By Jeff Pollock, Senior Director, Fusion Middleware, Oracle
With the hype surrounding Service-Oriented Architecture, people often forget
that SOA is mostly about plumbing, and that a substantial portion of the top-line
business value of SOA is derived directly from the data it pushes around.
Today, the data universe of Business Intelligence (BI), Data Warehousing and
Master Data Management (MDM) still lives largely outside the scope of SOA. But
an enterprise view of Data Services may well bring these worlds together.
When properly architected and executed, Data Services can provide the link
that unifies conventional data systems with the emerging SOA paradigm. By offering
a decoupled data façade and an easily virtualized API, Data Services
can give SOA the opportunity to establish system control.
Part 1: The Primacy of Data
Its always been about the data.
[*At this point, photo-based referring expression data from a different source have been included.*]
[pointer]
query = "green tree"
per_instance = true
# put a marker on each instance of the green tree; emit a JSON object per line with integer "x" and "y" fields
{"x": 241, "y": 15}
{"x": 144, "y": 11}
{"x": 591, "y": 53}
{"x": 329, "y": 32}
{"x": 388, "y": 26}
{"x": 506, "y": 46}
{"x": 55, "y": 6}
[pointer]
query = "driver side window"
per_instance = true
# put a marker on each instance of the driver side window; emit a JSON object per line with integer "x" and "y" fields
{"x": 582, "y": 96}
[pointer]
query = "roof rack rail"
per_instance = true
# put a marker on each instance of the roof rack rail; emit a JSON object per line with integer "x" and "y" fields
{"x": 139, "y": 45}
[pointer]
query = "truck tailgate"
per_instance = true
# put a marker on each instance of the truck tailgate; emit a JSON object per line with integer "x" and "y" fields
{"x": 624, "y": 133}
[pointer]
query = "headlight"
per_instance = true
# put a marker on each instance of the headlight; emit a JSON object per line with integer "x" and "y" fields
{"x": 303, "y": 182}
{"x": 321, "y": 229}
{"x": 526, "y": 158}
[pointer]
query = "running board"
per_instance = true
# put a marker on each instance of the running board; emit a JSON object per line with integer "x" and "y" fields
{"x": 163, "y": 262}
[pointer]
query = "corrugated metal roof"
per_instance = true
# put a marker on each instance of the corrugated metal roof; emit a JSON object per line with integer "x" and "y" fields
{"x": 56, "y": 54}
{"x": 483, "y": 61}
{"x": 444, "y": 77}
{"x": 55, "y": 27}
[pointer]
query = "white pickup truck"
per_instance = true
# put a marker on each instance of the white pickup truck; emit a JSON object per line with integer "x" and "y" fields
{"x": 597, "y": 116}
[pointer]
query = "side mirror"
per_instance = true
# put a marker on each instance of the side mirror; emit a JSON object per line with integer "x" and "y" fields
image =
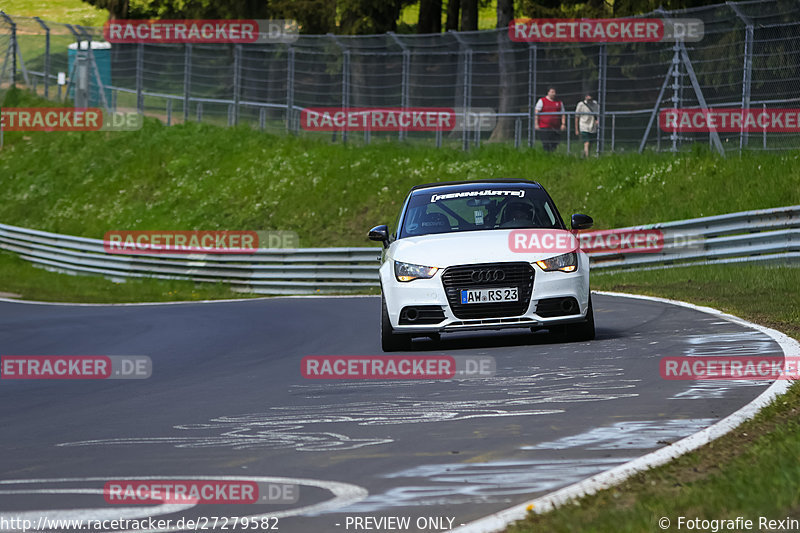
{"x": 380, "y": 233}
{"x": 580, "y": 221}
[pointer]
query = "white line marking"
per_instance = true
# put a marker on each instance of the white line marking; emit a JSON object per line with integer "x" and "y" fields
{"x": 229, "y": 300}
{"x": 344, "y": 494}
{"x": 500, "y": 520}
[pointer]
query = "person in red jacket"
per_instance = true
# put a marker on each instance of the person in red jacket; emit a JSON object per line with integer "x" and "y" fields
{"x": 550, "y": 126}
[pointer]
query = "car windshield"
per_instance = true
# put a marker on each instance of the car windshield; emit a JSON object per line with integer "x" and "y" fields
{"x": 478, "y": 207}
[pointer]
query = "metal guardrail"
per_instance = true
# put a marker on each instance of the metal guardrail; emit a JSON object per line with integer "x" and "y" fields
{"x": 771, "y": 235}
{"x": 764, "y": 235}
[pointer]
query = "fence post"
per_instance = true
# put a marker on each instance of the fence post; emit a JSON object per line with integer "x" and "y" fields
{"x": 532, "y": 56}
{"x": 747, "y": 69}
{"x": 345, "y": 79}
{"x": 613, "y": 129}
{"x": 289, "y": 87}
{"x": 139, "y": 77}
{"x": 12, "y": 48}
{"x": 601, "y": 96}
{"x": 676, "y": 73}
{"x": 100, "y": 85}
{"x": 237, "y": 81}
{"x": 187, "y": 79}
{"x": 404, "y": 75}
{"x": 46, "y": 29}
{"x": 467, "y": 88}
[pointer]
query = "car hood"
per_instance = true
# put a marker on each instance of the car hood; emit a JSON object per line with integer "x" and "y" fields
{"x": 460, "y": 248}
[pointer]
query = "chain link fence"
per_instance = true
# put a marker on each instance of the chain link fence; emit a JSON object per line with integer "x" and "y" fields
{"x": 749, "y": 58}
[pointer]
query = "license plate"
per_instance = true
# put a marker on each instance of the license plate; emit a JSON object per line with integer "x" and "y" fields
{"x": 484, "y": 296}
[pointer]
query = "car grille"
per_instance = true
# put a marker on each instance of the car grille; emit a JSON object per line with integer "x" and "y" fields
{"x": 551, "y": 307}
{"x": 488, "y": 276}
{"x": 421, "y": 314}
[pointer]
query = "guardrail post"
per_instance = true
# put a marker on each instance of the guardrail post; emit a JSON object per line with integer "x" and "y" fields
{"x": 12, "y": 48}
{"x": 187, "y": 79}
{"x": 46, "y": 29}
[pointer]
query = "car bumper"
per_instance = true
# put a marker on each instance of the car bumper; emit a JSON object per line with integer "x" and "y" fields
{"x": 543, "y": 310}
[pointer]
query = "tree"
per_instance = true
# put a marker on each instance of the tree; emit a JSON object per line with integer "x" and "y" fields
{"x": 469, "y": 15}
{"x": 430, "y": 16}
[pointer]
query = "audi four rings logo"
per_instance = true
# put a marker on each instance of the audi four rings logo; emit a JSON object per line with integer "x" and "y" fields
{"x": 488, "y": 275}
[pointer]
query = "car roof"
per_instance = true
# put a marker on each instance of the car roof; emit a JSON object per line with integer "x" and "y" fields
{"x": 456, "y": 184}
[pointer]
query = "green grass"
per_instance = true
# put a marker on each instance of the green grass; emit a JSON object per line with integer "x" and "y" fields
{"x": 19, "y": 279}
{"x": 198, "y": 176}
{"x": 754, "y": 470}
{"x": 65, "y": 11}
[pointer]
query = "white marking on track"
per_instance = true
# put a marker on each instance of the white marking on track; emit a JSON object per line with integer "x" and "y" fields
{"x": 344, "y": 494}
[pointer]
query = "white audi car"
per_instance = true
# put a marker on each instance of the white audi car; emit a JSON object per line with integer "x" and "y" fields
{"x": 461, "y": 259}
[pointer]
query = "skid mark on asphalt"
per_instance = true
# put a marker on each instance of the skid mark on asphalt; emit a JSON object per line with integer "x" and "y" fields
{"x": 496, "y": 481}
{"x": 478, "y": 483}
{"x": 727, "y": 344}
{"x": 292, "y": 426}
{"x": 341, "y": 494}
{"x": 636, "y": 435}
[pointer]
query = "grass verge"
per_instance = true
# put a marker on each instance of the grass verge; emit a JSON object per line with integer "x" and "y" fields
{"x": 20, "y": 279}
{"x": 198, "y": 176}
{"x": 752, "y": 471}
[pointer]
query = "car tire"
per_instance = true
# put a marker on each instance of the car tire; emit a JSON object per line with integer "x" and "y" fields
{"x": 584, "y": 331}
{"x": 576, "y": 332}
{"x": 391, "y": 341}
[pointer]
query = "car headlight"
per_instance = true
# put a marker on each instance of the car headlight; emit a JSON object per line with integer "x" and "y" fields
{"x": 564, "y": 263}
{"x": 409, "y": 272}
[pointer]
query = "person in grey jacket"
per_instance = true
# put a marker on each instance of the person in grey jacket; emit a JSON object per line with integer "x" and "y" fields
{"x": 586, "y": 114}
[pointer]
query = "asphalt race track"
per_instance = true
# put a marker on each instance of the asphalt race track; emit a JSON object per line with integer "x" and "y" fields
{"x": 226, "y": 398}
Decades of punditry about EAI, ETL, MDM
and SOA lead us to the same conclusions -- data is king in enterprise software.
Sometimes the enterprise software sector loses sight of that simple reality.
In the past 15 years, with the rise of Java, the hype surrounding EII, EAI and
SOA, and the rise of XML, and quietly, the billions spent in ETL projects --
it's too easy to forget why we build and buy all that infrastructure. We do
it for the data.
There has been more data created since 2000 than in all of human history preceding
then. (Figure 1)
Figure 1: Information Explosion (Adaptive Information, Wiley & Sons 2004)
These trends show us that the data problem is getting worse, not better.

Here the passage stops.